1This paper has been the subject of a conference on May 5, 2017 at the Paris-Diderot University in Paris.

2In this article, the term of “noetic” will be used rather than the term of “psychic”. Noetic means “relative to very act of consciousness”. It is therefore more specific that the term of “psychic” which is relative to mind.

3The project of Gilbert Simondon is to think the individual through the individuation in all areas of reality: physical, biological, psycho-social and trans-individual. It is for him to reverse the ontological privilege granted by metaphysics to being on the becoming, the result on operation, the individual on individuation, and makes thus the condition of any comprehensive knowledge of reality. Unlike the substantialism, this approach is based on the becoming of the object and subject. It assumes that the genesis of thought may be accomplished at the same time that the genesis of object. As a substitute for the classical identity of Being, Simondon suggests the concept of transductive unity, because he thinks that Being can be constantly maintained out of phase compared to itself. The transductive unity is the property that gives an account of metastability. Analogical knowledge, in the transduction process, established a relationship between the events existing out of thought and the operations of thought itself. Analogy is always co-individuation.

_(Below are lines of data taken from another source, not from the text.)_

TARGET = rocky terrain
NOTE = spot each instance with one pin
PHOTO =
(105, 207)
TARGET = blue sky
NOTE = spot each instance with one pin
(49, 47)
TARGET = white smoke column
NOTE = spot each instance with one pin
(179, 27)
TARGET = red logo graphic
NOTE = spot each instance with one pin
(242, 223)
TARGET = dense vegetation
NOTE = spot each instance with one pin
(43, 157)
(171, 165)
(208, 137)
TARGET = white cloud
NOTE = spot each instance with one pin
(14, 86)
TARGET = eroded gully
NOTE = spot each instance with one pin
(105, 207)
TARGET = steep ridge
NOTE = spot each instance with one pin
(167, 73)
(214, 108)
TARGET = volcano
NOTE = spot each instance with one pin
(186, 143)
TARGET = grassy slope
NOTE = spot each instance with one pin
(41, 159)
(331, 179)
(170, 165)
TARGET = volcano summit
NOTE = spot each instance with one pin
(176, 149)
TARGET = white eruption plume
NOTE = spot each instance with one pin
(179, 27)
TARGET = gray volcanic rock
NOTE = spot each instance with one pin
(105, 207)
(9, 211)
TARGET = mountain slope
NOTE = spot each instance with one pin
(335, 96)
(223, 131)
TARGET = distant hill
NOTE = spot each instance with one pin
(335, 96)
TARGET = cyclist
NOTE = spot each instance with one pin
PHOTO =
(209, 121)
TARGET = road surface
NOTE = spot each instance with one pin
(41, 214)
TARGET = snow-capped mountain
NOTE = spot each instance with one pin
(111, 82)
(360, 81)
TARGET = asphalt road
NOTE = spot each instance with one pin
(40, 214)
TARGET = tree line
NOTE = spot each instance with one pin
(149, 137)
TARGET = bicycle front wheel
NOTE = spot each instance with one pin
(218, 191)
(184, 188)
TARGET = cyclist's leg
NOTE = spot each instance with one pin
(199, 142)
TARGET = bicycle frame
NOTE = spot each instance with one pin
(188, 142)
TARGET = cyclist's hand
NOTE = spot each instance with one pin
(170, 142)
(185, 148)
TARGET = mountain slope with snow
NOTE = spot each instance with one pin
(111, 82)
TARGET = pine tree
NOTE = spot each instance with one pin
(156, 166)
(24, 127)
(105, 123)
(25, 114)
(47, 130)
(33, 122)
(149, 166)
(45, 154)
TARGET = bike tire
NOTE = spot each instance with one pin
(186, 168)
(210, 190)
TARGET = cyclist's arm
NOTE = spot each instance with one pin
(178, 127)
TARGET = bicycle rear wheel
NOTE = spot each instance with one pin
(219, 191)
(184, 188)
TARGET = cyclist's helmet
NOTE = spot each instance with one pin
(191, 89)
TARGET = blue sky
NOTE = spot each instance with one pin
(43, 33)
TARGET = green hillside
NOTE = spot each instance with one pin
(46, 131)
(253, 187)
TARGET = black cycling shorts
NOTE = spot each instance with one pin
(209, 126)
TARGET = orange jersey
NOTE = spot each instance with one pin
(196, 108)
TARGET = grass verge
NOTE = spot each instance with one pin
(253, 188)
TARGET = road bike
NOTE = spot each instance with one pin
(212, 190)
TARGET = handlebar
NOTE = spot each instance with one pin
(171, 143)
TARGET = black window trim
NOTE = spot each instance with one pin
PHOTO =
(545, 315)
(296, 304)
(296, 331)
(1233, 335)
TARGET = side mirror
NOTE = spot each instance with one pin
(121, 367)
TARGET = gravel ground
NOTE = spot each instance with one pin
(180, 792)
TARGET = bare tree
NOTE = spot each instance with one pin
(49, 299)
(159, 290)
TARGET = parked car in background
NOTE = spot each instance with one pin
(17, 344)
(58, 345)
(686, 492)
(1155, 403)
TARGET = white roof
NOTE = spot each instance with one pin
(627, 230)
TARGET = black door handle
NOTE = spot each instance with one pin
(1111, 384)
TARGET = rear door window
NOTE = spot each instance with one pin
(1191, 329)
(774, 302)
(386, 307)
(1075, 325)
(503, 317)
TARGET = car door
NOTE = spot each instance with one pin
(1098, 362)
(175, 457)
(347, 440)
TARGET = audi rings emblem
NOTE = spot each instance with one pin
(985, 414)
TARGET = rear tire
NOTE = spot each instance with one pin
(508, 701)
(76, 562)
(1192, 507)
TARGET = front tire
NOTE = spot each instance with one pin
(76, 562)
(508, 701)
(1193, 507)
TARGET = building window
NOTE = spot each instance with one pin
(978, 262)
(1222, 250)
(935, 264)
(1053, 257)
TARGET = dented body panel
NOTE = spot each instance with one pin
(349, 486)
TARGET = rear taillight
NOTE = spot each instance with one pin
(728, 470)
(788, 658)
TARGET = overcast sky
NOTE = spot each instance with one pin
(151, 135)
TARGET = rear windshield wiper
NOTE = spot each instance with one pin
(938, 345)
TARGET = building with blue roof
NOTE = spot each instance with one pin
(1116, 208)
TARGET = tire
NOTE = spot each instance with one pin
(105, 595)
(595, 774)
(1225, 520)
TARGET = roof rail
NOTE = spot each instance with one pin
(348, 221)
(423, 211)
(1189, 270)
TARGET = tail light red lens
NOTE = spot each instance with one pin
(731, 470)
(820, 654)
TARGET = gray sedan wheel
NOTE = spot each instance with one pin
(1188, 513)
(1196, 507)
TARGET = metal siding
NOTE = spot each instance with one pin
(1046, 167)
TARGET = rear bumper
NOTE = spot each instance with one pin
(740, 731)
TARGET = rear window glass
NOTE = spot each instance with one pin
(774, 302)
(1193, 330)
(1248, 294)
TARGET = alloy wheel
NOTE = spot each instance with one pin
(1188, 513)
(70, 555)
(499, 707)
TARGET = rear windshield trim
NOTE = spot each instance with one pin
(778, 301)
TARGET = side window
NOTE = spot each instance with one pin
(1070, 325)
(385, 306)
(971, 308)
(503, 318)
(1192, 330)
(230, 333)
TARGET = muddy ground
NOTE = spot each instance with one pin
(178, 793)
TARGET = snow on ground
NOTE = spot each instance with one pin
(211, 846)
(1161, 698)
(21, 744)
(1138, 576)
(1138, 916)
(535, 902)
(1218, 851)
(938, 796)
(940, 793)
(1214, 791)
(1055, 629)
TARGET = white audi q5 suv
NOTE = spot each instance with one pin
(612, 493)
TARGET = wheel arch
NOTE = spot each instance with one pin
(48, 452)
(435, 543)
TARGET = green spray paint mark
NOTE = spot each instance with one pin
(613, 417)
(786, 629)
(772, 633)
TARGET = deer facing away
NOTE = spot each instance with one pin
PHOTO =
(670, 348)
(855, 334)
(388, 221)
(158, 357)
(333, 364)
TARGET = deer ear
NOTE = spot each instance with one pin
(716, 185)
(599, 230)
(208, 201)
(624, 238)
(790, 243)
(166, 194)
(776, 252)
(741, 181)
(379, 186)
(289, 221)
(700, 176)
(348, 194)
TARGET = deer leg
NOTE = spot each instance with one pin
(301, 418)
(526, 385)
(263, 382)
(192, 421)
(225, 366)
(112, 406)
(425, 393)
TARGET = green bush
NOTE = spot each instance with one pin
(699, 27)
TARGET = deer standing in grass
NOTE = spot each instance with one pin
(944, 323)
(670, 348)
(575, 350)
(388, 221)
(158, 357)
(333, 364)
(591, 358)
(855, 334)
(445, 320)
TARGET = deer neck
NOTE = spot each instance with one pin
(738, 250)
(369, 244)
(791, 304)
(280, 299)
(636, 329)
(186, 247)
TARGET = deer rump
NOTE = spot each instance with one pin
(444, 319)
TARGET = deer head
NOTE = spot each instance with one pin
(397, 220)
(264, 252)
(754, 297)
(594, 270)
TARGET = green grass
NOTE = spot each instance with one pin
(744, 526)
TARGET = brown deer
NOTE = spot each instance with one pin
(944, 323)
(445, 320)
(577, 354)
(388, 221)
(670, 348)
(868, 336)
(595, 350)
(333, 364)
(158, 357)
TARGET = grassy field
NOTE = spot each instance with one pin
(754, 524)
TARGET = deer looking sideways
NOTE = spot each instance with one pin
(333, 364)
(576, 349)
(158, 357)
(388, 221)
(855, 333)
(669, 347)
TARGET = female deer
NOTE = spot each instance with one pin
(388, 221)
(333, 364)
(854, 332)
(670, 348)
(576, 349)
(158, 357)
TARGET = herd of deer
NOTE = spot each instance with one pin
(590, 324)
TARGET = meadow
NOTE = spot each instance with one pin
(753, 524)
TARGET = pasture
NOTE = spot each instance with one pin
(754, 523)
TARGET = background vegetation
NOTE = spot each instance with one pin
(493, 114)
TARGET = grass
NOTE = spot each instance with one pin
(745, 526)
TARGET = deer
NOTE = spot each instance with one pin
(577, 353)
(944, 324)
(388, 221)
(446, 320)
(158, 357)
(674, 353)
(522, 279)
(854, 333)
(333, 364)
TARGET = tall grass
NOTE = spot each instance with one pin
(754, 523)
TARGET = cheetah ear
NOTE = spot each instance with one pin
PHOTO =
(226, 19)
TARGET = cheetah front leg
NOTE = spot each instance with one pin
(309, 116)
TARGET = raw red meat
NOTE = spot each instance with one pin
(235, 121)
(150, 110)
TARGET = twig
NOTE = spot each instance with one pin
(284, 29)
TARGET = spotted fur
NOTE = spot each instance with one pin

Therefore, in what he called his “allagmatic” theory (or theory of operations), Simondon endeavours to seize the union both of the structure of Being and its holistic operation. In this context, the cybernetic method studies operation whereby some initial structure is transformed into another structure by its own functioning. This method is the Cogito of a new reflexive philosophy where the function enters itself in its operation. Since value, according to Simondon, is what for a holistic system is able to bring up a new structure of compatibility, the cybernetic method, in its balanced processes between Being and acting and between operation and structure, is a new axiontology.